Little Lovelies
This article is from the archive of The New York Sun before the launch of its new website in 2022. The Sun has neither altered nor updated such articles but will seek to correct any errors, mis-categorizations or other problems introduced during transfer.
Harvest time is full of pleasures large, small – and miniature, too. Tiny lady apples, forelle pears, and seckel pears are making their way to New York markets from upstate orchards.
“These little things hold their tartness and flavor better than the others,” the proprietor of Eli’s Vinegar Factory, Eli Zabar, said. “There’s something amusing about them.”
Forelle pears take their name from their distinctive stippled, rose-hued peels. The colors reminded farmers in Saxony of the coloration of local fish, and hence the name “forelle,” which is German for trout. The pears resemble Bartletts in flavor, and their season is brief.
Miniature lady gala apples, some of which are not much bigger than a quarter, make for a quick afternoon snack. Carefully cored and roasted in the pan, they also make a sweet accompaniment to roast chicken. Sweetest of all are seckel pears. Sometimes called sugar pears, they are the smallest of commercially grown pears.

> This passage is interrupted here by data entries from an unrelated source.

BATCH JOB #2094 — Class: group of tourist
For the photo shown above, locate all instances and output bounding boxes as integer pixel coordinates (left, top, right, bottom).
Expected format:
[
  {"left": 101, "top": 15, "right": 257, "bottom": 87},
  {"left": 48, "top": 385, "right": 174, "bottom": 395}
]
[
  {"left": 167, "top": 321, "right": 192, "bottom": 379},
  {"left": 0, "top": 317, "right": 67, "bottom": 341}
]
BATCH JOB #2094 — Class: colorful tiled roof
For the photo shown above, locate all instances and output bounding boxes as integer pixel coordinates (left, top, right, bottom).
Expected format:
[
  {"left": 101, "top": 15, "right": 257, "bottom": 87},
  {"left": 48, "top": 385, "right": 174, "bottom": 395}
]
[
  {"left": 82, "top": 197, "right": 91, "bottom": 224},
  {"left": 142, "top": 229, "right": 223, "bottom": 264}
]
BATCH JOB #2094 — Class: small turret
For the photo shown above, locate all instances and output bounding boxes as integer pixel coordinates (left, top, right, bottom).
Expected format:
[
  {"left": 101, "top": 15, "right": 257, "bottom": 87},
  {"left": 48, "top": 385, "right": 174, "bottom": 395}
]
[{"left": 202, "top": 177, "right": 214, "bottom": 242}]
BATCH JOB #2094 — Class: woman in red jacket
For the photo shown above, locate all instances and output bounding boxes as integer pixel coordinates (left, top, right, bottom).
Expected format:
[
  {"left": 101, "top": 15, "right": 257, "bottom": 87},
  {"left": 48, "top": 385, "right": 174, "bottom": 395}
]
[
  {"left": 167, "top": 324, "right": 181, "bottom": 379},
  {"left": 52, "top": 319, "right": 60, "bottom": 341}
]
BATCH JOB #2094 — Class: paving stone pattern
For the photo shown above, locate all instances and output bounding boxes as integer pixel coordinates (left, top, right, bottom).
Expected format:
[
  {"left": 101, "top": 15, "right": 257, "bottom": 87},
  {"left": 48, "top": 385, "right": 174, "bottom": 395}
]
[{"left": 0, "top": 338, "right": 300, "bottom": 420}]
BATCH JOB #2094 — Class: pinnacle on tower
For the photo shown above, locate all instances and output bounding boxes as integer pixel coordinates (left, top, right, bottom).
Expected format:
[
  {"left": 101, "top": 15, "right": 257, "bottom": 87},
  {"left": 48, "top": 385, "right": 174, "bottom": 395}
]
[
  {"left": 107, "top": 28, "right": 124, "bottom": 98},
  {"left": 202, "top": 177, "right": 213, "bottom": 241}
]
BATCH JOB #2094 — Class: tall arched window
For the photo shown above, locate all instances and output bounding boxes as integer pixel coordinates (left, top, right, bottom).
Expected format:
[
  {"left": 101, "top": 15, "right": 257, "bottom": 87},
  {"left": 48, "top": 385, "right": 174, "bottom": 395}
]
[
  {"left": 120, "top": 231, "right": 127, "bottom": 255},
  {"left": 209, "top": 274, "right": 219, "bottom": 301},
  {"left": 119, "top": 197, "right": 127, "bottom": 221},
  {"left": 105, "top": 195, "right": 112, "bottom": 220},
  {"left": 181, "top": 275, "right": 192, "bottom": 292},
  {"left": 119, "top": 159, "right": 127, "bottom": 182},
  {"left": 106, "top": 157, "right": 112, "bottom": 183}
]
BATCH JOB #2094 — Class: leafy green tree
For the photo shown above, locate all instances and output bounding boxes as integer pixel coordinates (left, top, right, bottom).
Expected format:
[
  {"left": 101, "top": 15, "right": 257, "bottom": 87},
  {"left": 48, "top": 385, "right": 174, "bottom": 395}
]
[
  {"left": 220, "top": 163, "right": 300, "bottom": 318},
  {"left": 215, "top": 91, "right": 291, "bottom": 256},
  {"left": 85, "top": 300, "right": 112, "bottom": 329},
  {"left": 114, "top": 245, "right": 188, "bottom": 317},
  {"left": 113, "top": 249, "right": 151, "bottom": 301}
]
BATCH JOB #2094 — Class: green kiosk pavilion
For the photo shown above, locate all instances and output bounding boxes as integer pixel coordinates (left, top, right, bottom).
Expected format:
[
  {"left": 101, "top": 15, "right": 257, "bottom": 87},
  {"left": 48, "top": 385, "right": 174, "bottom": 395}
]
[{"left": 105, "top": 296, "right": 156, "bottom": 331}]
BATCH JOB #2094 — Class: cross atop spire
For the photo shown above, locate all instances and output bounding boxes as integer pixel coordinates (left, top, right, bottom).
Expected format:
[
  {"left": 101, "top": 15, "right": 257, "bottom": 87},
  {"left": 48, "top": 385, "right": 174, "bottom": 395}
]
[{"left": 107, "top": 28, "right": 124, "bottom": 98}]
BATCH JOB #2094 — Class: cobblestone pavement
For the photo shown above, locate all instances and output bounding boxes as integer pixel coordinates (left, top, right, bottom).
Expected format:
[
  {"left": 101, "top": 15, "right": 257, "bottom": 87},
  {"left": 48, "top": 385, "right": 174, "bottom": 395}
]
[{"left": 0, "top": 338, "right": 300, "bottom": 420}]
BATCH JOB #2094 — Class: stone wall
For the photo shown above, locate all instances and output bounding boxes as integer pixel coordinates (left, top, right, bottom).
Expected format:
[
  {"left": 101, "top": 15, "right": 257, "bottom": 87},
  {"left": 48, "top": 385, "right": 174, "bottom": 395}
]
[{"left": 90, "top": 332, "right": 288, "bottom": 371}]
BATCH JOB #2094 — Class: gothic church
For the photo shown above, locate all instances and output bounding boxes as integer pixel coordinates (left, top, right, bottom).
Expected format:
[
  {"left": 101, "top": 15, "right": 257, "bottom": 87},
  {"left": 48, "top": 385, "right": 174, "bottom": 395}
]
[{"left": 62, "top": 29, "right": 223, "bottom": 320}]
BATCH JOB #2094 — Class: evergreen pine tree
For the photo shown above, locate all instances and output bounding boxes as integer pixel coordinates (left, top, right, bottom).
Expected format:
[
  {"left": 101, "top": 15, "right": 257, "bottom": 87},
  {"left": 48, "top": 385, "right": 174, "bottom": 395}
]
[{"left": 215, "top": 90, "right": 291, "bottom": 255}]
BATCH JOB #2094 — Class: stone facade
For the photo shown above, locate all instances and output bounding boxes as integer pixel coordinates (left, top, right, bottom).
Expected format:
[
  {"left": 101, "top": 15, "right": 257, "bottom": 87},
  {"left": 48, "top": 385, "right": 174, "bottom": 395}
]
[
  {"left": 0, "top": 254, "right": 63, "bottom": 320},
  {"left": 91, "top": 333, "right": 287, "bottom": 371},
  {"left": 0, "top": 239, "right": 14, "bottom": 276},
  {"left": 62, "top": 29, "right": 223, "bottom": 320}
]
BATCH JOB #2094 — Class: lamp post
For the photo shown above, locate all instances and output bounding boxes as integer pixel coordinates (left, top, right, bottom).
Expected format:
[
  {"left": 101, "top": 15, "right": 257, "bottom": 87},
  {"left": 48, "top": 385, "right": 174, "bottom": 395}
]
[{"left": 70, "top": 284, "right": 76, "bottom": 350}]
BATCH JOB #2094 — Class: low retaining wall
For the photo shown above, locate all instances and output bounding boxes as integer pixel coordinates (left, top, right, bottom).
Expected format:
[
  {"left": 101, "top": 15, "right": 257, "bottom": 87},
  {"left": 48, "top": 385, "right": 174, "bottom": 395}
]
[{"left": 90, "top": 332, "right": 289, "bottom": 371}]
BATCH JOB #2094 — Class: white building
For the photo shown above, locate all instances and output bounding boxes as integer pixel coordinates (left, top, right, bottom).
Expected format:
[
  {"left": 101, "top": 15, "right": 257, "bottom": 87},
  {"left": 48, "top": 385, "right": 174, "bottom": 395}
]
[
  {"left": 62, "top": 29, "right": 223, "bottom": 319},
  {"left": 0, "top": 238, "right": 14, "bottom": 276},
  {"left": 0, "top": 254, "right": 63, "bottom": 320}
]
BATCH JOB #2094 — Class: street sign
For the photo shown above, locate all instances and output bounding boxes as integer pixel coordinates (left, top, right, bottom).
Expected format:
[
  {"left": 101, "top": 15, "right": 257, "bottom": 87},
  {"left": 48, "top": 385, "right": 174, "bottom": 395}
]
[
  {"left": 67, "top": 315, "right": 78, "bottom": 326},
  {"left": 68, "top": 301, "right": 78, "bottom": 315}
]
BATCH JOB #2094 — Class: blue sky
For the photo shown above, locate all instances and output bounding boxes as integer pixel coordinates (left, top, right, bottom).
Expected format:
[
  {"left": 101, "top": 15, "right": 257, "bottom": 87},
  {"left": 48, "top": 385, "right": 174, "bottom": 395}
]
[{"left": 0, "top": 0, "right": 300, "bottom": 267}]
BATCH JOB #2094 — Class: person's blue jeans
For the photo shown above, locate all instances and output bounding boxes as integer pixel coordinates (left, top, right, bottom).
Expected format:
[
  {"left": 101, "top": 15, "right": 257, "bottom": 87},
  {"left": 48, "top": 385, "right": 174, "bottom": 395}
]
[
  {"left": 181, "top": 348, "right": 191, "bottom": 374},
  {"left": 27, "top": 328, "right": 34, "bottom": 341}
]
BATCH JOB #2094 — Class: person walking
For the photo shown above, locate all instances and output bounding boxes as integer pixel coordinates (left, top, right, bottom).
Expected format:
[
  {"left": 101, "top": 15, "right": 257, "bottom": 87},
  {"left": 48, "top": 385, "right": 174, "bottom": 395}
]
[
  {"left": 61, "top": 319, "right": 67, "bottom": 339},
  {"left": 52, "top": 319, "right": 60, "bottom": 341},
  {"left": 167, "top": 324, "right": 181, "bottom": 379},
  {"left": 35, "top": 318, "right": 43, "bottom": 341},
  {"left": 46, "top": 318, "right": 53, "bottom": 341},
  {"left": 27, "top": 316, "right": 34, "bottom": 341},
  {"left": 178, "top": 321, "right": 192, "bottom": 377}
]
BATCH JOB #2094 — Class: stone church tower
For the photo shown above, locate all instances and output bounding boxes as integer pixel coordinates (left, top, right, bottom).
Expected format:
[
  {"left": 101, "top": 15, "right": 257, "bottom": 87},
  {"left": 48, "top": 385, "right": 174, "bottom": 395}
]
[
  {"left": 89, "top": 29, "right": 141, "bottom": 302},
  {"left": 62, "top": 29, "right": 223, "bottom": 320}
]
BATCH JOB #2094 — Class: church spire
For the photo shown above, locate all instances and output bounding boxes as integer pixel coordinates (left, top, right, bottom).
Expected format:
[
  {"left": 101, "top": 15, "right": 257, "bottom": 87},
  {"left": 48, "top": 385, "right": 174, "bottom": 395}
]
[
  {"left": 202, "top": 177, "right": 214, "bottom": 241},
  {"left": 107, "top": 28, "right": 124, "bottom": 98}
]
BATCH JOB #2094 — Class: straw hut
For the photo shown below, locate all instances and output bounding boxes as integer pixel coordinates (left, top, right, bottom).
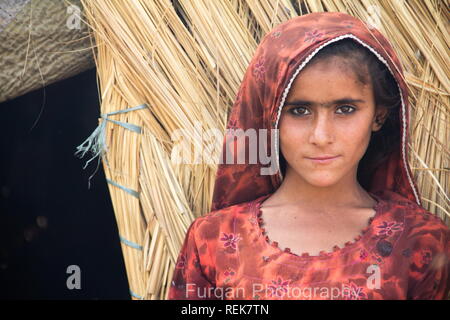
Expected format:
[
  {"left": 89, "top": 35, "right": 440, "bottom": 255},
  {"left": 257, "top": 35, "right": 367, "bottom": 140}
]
[{"left": 78, "top": 0, "right": 450, "bottom": 300}]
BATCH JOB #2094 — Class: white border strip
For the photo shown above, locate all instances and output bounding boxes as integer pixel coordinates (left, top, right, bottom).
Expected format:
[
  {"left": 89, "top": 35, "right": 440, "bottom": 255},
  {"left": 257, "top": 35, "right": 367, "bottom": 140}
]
[{"left": 275, "top": 34, "right": 421, "bottom": 205}]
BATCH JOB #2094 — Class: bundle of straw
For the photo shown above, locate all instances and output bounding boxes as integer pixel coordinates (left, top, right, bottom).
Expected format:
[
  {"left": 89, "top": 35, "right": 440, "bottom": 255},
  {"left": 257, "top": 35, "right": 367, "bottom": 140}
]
[{"left": 77, "top": 0, "right": 450, "bottom": 299}]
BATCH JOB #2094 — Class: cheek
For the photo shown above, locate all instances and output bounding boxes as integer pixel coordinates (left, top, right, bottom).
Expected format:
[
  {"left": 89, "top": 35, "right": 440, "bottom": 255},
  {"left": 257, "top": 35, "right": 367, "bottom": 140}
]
[
  {"left": 336, "top": 121, "right": 371, "bottom": 157},
  {"left": 280, "top": 119, "right": 307, "bottom": 156}
]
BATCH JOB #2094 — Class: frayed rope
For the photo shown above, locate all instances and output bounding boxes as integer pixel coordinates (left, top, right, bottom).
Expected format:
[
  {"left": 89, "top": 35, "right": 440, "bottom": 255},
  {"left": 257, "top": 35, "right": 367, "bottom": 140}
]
[{"left": 74, "top": 103, "right": 148, "bottom": 189}]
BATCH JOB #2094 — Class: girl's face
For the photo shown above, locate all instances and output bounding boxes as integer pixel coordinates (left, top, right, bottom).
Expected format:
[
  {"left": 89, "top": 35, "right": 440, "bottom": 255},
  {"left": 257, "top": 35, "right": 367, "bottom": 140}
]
[{"left": 280, "top": 57, "right": 386, "bottom": 187}]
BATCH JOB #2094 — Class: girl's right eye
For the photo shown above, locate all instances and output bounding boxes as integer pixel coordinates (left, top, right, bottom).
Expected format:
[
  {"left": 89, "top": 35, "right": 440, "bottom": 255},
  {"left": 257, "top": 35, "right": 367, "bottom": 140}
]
[{"left": 289, "top": 107, "right": 309, "bottom": 116}]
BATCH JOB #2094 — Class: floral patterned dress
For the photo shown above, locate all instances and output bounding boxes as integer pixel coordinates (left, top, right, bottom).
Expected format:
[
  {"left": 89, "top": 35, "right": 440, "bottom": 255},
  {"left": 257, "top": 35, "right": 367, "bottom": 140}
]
[
  {"left": 169, "top": 192, "right": 450, "bottom": 300},
  {"left": 168, "top": 12, "right": 450, "bottom": 300}
]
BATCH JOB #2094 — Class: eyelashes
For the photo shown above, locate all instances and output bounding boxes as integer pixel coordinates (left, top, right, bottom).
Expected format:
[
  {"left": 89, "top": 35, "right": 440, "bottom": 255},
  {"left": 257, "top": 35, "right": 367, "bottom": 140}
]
[{"left": 288, "top": 105, "right": 356, "bottom": 117}]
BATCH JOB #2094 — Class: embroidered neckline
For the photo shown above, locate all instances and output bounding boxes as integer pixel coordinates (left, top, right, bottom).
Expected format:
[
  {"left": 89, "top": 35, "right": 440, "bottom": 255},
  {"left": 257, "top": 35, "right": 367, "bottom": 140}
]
[{"left": 252, "top": 192, "right": 384, "bottom": 259}]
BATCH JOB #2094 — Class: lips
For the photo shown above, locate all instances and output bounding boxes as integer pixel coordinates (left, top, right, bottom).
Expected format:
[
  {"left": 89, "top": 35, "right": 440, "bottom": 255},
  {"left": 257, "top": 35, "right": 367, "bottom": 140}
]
[
  {"left": 307, "top": 156, "right": 339, "bottom": 164},
  {"left": 308, "top": 156, "right": 338, "bottom": 160}
]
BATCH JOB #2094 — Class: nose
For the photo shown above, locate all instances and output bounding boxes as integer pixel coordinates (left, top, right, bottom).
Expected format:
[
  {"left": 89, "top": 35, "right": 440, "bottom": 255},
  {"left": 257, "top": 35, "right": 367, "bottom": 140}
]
[{"left": 309, "top": 110, "right": 334, "bottom": 146}]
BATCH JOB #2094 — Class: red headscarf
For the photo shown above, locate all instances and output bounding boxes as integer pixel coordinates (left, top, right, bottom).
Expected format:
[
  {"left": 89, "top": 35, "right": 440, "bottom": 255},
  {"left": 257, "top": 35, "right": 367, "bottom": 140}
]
[{"left": 211, "top": 12, "right": 421, "bottom": 211}]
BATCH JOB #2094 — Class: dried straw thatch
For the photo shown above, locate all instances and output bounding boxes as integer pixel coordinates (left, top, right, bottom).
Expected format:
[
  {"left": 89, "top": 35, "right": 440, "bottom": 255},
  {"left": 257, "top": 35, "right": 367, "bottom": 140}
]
[{"left": 75, "top": 0, "right": 450, "bottom": 299}]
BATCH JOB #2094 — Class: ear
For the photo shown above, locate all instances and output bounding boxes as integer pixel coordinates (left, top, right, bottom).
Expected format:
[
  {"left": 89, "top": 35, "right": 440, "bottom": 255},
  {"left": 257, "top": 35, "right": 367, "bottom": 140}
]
[{"left": 372, "top": 105, "right": 388, "bottom": 131}]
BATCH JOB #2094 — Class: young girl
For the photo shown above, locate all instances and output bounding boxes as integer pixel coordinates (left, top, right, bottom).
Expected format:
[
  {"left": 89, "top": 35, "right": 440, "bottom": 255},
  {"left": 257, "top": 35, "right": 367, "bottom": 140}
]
[{"left": 169, "top": 12, "right": 450, "bottom": 299}]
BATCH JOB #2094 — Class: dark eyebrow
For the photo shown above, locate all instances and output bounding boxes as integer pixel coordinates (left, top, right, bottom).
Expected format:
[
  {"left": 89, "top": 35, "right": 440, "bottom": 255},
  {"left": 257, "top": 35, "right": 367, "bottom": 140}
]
[{"left": 285, "top": 98, "right": 365, "bottom": 107}]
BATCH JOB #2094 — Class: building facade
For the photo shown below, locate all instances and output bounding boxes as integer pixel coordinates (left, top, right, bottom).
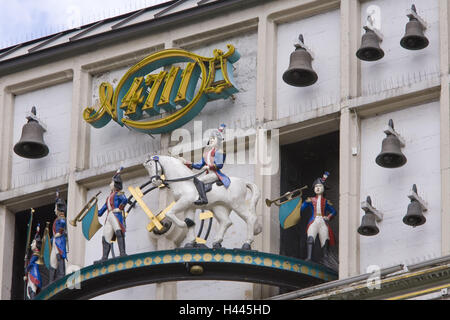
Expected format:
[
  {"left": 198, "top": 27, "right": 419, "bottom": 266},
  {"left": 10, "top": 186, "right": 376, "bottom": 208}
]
[{"left": 0, "top": 0, "right": 450, "bottom": 299}]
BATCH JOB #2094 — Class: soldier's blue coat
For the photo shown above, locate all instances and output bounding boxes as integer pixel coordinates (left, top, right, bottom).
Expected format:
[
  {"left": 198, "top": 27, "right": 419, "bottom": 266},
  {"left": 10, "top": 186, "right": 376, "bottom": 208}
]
[
  {"left": 192, "top": 149, "right": 231, "bottom": 188},
  {"left": 53, "top": 216, "right": 67, "bottom": 259},
  {"left": 27, "top": 254, "right": 42, "bottom": 288},
  {"left": 98, "top": 191, "right": 128, "bottom": 233}
]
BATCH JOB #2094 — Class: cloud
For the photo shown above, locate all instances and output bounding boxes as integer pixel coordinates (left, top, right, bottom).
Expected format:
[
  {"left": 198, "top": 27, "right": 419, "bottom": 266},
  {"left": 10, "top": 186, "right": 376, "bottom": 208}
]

While these tiny treats make for great eating, they’re also useful for centerpieces and gift baskets. “If you look at the tapestries from the Middle Ages, in celebrations, they always have tons of these things,” Mr. Zabar said.
Forelle pears ($2.99 a pound), seckel pears ($3.50 a pound), and lady gala apples ($4.99 a pound) are available for the next month at Eli’s Vinegar Factory (431 E. 91st St., 212-987-0885).